How could I tell my best friend I was in love with him especially after he said it was just a kiss.  I learned the hard way telling a male friend that you are in love with them will only make them ignore you in the long run.  I have lost many friends because I developed feelings for them it didn't matter to them I was willing to just be friends.  I don't know what to do about Tristan.  If my Aunt Brenda was still with us I know she would have sage advice for me.  Unlike my mom, that is all girly Aunt Brenda wasn't and she understood why I would be nervous about liking a guy and having him like me back.  Then to add to my confusion Joel can't seem to let me live my life.  He acts as if every guy that tells me high just wants to have sex with me.  You should have seen the look on his face when Nathan as a practical joke gave me a condom.  Boy, I thought he was going to kill poor Nathan.

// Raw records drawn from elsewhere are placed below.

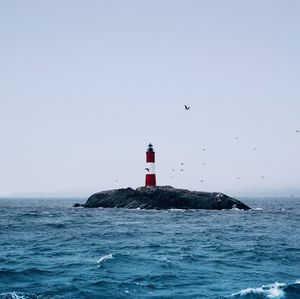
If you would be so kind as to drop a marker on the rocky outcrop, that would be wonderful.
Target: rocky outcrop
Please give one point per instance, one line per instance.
(162, 197)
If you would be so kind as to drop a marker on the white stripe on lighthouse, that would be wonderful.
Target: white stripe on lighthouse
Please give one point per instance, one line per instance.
(151, 167)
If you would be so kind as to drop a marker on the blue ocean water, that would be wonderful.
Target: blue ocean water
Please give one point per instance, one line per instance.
(50, 250)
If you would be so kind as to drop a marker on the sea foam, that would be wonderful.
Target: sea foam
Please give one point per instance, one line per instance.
(104, 258)
(270, 291)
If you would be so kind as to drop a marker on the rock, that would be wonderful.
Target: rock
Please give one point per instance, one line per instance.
(162, 197)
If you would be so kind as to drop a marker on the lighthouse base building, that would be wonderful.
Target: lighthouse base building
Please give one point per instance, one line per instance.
(150, 180)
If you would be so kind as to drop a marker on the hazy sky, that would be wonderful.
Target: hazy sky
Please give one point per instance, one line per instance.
(86, 85)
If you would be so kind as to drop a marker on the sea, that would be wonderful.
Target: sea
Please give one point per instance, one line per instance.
(48, 249)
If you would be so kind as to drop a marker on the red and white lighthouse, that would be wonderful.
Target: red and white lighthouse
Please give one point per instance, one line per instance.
(150, 167)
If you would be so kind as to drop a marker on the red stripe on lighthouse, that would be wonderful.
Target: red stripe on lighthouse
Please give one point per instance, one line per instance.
(150, 180)
(150, 167)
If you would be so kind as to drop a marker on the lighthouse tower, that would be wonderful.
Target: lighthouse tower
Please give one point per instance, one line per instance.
(150, 167)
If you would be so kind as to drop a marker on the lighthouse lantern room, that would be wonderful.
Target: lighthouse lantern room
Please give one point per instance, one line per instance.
(150, 167)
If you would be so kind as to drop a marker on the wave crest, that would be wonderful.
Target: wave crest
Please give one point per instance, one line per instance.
(275, 290)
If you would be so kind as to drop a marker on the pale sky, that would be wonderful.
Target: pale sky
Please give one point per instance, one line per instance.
(86, 85)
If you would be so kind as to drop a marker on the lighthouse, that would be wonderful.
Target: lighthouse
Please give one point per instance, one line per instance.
(150, 167)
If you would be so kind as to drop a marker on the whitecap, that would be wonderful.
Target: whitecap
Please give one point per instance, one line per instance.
(257, 209)
(15, 295)
(271, 291)
(104, 258)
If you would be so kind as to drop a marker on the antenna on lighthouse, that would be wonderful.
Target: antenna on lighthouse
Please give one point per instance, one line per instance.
(150, 167)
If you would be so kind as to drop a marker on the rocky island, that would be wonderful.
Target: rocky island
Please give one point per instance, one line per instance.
(162, 197)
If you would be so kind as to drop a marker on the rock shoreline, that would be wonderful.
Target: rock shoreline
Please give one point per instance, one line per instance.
(162, 197)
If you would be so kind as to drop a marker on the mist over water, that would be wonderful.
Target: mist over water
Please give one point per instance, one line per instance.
(51, 250)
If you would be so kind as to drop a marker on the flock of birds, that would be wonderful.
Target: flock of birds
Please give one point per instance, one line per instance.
(204, 149)
(181, 168)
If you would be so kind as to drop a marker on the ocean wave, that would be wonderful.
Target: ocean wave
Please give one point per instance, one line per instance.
(17, 295)
(104, 258)
(275, 290)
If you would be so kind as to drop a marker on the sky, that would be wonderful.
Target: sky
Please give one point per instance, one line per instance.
(86, 85)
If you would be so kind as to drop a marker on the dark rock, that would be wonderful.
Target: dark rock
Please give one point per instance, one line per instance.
(162, 197)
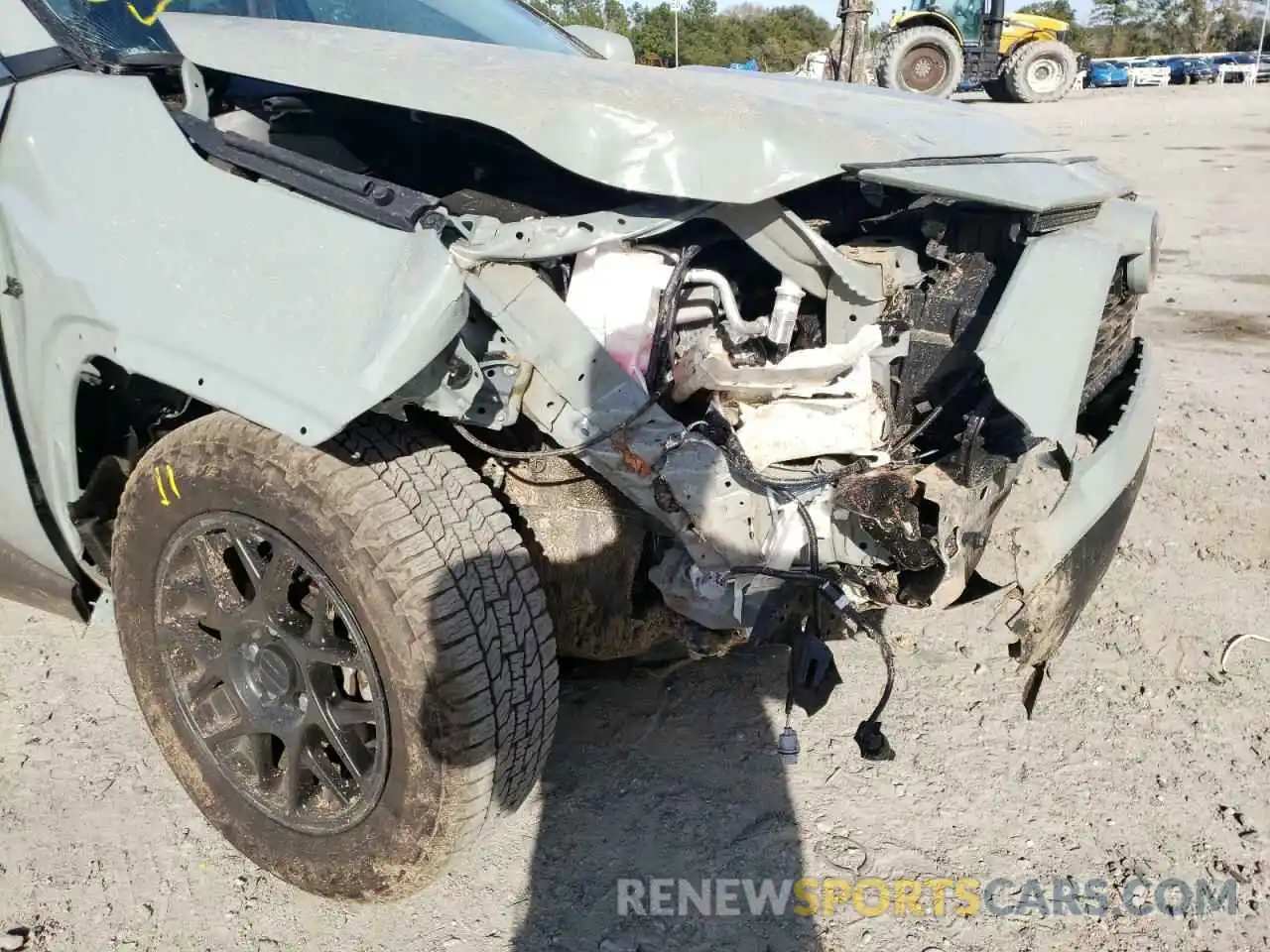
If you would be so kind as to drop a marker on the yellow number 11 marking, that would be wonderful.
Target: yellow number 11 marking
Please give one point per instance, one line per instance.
(166, 470)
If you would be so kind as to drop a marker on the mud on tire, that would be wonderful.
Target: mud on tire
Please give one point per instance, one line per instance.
(448, 607)
(1040, 72)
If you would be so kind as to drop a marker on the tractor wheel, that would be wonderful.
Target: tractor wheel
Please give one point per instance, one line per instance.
(997, 91)
(924, 60)
(1040, 72)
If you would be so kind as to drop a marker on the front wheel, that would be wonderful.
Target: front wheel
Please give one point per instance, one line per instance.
(1040, 72)
(925, 60)
(343, 653)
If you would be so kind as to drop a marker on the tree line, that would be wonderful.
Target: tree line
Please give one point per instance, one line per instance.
(780, 37)
(1159, 27)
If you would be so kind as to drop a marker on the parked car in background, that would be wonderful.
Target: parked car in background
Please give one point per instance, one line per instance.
(1242, 60)
(1148, 72)
(1185, 70)
(1106, 72)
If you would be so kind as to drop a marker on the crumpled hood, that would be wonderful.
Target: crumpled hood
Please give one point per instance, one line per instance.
(686, 134)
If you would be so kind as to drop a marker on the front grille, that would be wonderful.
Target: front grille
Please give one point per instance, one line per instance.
(1114, 341)
(1062, 218)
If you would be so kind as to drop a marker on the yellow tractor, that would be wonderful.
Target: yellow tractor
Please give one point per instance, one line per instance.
(935, 49)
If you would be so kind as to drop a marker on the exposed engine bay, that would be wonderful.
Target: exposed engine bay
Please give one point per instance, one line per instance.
(717, 424)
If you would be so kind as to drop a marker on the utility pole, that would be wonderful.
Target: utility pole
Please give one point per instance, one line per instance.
(848, 54)
(676, 5)
(1261, 41)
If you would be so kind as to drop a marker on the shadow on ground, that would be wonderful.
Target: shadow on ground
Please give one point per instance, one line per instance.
(627, 794)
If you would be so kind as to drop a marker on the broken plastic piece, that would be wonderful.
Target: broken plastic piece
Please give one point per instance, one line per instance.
(873, 743)
(788, 746)
(813, 673)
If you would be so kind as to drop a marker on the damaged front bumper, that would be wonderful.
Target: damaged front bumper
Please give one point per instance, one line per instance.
(1062, 558)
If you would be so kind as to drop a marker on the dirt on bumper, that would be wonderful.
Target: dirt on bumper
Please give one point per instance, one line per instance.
(1062, 560)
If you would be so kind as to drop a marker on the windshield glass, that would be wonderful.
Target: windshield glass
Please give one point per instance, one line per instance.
(111, 30)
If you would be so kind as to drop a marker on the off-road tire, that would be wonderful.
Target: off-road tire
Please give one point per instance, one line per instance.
(997, 91)
(934, 40)
(448, 603)
(1017, 71)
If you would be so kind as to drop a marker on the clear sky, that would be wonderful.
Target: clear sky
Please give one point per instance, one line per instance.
(881, 8)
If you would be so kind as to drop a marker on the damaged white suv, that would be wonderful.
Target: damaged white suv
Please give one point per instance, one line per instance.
(372, 353)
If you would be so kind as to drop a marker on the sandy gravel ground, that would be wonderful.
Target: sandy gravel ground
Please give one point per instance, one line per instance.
(1141, 760)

I still do not understand when my feelings changed for Joel but lately, I am starting to realize I have not been in love with him for a while now.  Maybe it was Tristan to finally open my eyes.  The best thing about Tristan is he doesn't treat me like a girly girl but at the same time, he treats me very sweet. Just this morning he held my hand while he walked me, class.  No one has ever done that to me before.  Granted everyone was staring and I did get a few glares from girls but I don't know if him holding my hand was him being friendly or his way of saying he liked me as more than a friend.  Alberto did say that I should give him a chance no matter what.  I guess I will have to see where this is going.  

If Tony thinks I should give Tristan a shot as well I can't help but follow Alberto's advice as well.  Alberto has been a part of our family since he and Charlie became friends in middle school and I love him like a brother.  He has admitted that he loves me like an older sister so, he would not encourage me to allow a guy into my life if he thought the guy was out to hurt me.  Plus what I told Joel is true I need to grow up and learn from mistakes.  I am not saying that dating Tristan is a mistake.  Wait where did that come from I am actually thinking about dating Tristan.  Hell, I am even thinking as if we are dating.  I need to stop and actually pay attention in class. 

For the rest of the period, I sat there repeating the french words Madam Garcia had us repeat.  I don't know what I am going to do when I leave this class today I am pretty sure everyone is going to be talking about the fact Tristan walked me to class.  Hell, they are doing it right now since Madam Garcia is talking to someone at the door.  I hear Martin "how do you think Joel is going to feel when he finds out Tristan walked Trina to class holding her hand."  I soon hear Oscar "why would he care he is not Trina's boyfriend even though he as all you dorks believing they are together.  He is dating a girl from Mason county.  He just doesn't trust you yahoo's with her.  Plus we told him if he dated Trina he couldn't sleep with her or else.  Especially since he has a bunch of girls in Mexico he bangs."  Just then the bell rang and I was still trying to come to terms with what I just heard as I step outside the classroom.